Barry Gibb: [attentive] Okay.

President Jimmy Carter: He needs to get the Sunnis, the Shi’ites, and the Kurds together–

Barry Gibb: Right.

President Jimmy Carter: –and have honest dialogue about how to move forward.

Barry Gibb: That’s good.

President Jimmy Carter: Uh, when I was President, I brought Anwar Sadat and Menachem Begin together in the Camp David accord.

Barry Gibb: Good Lord! Every time I turn on TV, you’re goin’ on about Camp David accord!! It’s been thirty years! [in falsetto] Give it a reeeeest! You don’t see me talkin’ about “Saturday Night Fever” all the time–I moved ON!!

[Barry jumps up and starts kicking the air repeatedly. Carter cringes and leans against Sandra Day O’Connor.]

Barry Gibb: I SWEAR TO GOD I WILL SHOVE A BOTTLE INSIDE YOU AND KICK IT TILL IT BREAKS!!! YOU GET ME TIRED!!! I AM BARRY… GIBB!!!

[Barry plops back down in his chair but instantly leaps back up.]

Barry Gibb: [kicking the air] I will ruin you! I will ruin you! [starts singing] “I will ruu-uu-u-in you!”

Barry and Robin Gibb: [in harmony] “I will ruu-uu-u-in you! I will ruu-uu-u-in yoooooooooooou!”

[The audience screams in approval as Barry tumbles back into his chair. He wearily reaches for the flower basket on the center table, plucks a flower, and sniffs it.]

Barry Gibb: That’s all the time we have. [sings] “Well… I’m… Barr–”

[He is cut off by the “Nights on Broadway” track. As the lights dim and the disco ball reappears, the brothers jump up and start disco dancing.]

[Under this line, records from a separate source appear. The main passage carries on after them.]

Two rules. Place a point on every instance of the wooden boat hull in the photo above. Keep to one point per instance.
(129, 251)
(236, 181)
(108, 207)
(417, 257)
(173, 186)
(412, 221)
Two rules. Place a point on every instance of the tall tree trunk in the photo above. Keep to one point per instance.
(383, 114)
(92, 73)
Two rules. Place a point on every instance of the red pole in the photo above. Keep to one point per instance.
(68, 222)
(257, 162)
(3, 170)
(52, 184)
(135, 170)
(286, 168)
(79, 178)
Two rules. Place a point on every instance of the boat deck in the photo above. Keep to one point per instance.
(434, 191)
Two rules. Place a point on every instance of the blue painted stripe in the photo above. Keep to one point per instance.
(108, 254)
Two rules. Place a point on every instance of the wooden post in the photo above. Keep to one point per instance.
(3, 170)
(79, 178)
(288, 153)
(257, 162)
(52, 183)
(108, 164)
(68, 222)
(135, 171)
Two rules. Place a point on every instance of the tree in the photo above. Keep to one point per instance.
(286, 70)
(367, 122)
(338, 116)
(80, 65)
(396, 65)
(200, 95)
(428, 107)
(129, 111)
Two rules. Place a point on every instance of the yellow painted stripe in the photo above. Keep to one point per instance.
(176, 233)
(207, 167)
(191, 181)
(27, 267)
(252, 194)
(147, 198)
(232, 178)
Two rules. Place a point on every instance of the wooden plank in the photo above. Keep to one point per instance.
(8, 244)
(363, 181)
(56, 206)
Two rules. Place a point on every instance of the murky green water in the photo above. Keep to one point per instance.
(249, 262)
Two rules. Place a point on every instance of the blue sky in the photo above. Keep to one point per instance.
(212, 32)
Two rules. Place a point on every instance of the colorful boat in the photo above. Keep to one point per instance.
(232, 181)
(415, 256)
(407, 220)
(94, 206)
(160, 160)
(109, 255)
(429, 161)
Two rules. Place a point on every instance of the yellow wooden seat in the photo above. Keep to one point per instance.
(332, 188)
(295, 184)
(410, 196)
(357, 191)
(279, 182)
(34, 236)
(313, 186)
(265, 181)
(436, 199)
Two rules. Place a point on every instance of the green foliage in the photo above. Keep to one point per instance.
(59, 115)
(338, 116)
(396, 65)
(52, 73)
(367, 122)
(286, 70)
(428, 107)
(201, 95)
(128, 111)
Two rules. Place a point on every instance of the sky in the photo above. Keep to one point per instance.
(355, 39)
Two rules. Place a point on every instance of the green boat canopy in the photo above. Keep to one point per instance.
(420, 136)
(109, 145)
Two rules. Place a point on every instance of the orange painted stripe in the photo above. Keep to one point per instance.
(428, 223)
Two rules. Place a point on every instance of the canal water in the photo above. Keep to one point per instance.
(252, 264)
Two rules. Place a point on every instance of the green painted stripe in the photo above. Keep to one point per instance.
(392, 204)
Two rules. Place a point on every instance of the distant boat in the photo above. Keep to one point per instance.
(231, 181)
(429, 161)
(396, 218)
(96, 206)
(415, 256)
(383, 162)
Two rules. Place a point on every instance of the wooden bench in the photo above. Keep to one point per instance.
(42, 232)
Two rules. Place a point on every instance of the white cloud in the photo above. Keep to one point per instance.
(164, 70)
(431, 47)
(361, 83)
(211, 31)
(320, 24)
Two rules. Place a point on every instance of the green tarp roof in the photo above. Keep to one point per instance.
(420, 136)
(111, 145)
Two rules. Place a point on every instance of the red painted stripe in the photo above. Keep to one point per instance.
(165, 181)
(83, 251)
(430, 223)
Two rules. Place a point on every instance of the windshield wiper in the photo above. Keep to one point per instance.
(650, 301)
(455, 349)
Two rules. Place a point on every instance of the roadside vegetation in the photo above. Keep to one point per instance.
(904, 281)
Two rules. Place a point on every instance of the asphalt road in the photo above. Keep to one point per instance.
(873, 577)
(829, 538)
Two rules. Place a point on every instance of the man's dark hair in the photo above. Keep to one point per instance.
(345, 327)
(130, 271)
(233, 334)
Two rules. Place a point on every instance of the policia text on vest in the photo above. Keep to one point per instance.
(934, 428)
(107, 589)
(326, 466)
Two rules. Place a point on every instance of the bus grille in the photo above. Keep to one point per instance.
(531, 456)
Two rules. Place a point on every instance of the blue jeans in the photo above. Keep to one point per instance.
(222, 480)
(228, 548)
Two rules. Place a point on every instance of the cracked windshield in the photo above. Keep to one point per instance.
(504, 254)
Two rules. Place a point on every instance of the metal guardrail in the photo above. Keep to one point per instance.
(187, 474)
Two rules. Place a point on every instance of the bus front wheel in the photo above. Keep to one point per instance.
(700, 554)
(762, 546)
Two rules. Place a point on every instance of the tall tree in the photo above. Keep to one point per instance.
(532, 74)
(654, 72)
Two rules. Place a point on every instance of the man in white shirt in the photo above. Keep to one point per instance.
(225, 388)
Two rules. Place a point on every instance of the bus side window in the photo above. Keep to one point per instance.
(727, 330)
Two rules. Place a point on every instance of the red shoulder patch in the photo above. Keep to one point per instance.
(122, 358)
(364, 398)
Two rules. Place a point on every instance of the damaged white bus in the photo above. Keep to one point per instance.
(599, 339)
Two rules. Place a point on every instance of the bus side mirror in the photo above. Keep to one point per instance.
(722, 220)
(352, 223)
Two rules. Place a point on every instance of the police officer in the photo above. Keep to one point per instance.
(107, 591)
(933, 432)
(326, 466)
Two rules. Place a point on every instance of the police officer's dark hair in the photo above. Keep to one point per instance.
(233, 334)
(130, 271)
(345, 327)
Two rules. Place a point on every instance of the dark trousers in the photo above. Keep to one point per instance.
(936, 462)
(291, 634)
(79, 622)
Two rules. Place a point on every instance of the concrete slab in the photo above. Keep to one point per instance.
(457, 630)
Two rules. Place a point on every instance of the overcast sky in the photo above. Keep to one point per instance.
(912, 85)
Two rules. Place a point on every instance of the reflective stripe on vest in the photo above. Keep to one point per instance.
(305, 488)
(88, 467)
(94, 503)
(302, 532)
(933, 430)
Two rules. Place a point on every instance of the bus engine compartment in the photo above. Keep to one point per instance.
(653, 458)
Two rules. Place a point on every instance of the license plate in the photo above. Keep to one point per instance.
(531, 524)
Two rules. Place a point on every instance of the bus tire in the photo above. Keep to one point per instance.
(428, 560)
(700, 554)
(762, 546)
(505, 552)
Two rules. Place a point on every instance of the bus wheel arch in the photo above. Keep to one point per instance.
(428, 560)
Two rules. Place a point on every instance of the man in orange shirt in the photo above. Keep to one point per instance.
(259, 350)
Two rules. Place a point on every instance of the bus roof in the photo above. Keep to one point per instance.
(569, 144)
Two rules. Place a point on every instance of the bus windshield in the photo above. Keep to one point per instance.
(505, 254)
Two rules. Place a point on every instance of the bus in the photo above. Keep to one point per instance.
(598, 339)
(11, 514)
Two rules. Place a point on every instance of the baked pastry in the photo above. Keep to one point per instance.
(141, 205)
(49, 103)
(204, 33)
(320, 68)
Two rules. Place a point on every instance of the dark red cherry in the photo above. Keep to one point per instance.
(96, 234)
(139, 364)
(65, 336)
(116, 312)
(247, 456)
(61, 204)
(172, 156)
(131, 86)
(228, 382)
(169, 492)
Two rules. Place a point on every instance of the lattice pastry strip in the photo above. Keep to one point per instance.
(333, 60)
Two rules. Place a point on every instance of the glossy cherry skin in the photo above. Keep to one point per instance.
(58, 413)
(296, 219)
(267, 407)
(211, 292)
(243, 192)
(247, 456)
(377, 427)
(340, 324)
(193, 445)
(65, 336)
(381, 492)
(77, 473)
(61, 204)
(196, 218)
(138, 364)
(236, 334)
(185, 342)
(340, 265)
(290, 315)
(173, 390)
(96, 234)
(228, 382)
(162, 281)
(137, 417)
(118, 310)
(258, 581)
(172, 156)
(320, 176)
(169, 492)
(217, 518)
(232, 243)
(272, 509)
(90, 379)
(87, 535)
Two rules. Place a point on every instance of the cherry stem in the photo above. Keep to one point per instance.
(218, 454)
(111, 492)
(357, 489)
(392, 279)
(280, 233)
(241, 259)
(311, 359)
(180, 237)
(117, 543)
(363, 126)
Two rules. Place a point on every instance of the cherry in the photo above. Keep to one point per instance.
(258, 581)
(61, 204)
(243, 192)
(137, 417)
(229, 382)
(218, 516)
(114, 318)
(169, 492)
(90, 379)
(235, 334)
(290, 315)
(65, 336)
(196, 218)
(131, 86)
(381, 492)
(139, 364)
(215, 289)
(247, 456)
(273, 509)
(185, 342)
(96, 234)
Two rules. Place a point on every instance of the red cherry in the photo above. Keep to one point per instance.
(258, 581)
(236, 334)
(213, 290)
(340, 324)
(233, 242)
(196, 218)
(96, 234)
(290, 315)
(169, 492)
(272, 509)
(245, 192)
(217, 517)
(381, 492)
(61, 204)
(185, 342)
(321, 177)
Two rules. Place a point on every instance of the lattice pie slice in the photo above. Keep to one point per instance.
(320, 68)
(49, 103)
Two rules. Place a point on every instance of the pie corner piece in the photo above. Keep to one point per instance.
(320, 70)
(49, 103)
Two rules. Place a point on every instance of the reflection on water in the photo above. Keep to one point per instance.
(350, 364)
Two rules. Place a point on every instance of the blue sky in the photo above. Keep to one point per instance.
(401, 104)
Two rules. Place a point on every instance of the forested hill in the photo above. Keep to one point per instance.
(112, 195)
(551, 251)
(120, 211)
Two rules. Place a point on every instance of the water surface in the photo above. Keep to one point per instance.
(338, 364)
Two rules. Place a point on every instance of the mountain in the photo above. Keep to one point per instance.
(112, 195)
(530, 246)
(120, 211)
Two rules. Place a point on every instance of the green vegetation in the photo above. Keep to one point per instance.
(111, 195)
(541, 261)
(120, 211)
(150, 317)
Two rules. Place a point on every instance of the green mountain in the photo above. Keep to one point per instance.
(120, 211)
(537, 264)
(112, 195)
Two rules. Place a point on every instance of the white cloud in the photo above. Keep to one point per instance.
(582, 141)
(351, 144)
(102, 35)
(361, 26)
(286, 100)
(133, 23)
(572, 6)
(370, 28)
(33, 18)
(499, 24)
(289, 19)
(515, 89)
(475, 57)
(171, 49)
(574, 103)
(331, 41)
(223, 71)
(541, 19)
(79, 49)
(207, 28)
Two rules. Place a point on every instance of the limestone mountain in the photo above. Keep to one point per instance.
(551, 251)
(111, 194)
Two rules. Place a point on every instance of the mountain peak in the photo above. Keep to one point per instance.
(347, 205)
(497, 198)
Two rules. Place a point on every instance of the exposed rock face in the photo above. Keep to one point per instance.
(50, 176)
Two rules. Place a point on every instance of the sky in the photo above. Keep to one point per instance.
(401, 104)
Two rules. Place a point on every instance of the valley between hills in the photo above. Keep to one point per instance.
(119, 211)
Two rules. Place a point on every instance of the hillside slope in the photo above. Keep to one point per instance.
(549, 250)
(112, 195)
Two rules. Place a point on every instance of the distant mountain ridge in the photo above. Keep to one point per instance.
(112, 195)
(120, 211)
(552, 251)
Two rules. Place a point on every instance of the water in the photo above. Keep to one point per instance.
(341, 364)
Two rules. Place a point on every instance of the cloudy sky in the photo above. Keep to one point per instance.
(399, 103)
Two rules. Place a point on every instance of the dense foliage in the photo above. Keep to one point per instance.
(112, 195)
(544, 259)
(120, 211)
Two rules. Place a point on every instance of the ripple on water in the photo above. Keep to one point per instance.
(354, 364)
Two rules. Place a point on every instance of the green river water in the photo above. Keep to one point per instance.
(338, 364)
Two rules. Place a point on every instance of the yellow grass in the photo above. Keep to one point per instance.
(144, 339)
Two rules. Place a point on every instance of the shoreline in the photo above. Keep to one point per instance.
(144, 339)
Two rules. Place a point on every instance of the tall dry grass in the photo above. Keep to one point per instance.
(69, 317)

Barry and Robin Gibb: “Talkin’ it up,
On The Barry Gibb Taaaalk Shoo-ow,
Talkin’ ’bout chest hair!
Talkin’ ’bout crazy cool medallions!
Talkin’ it up,
On The Barry Gibb Taaaalk Shoo-ow,
Checkin’ out politics,
In this crazy, crazy tow-ow-own!
Oh, yeah…”

[Laughing, the brothers embrace briefly and dash offstage while the audience cheers tumultuously. SUPERIMPOSE The Barry Gibb Talk Show logo and fade to black while “Nights on Broadway” keeps playing.]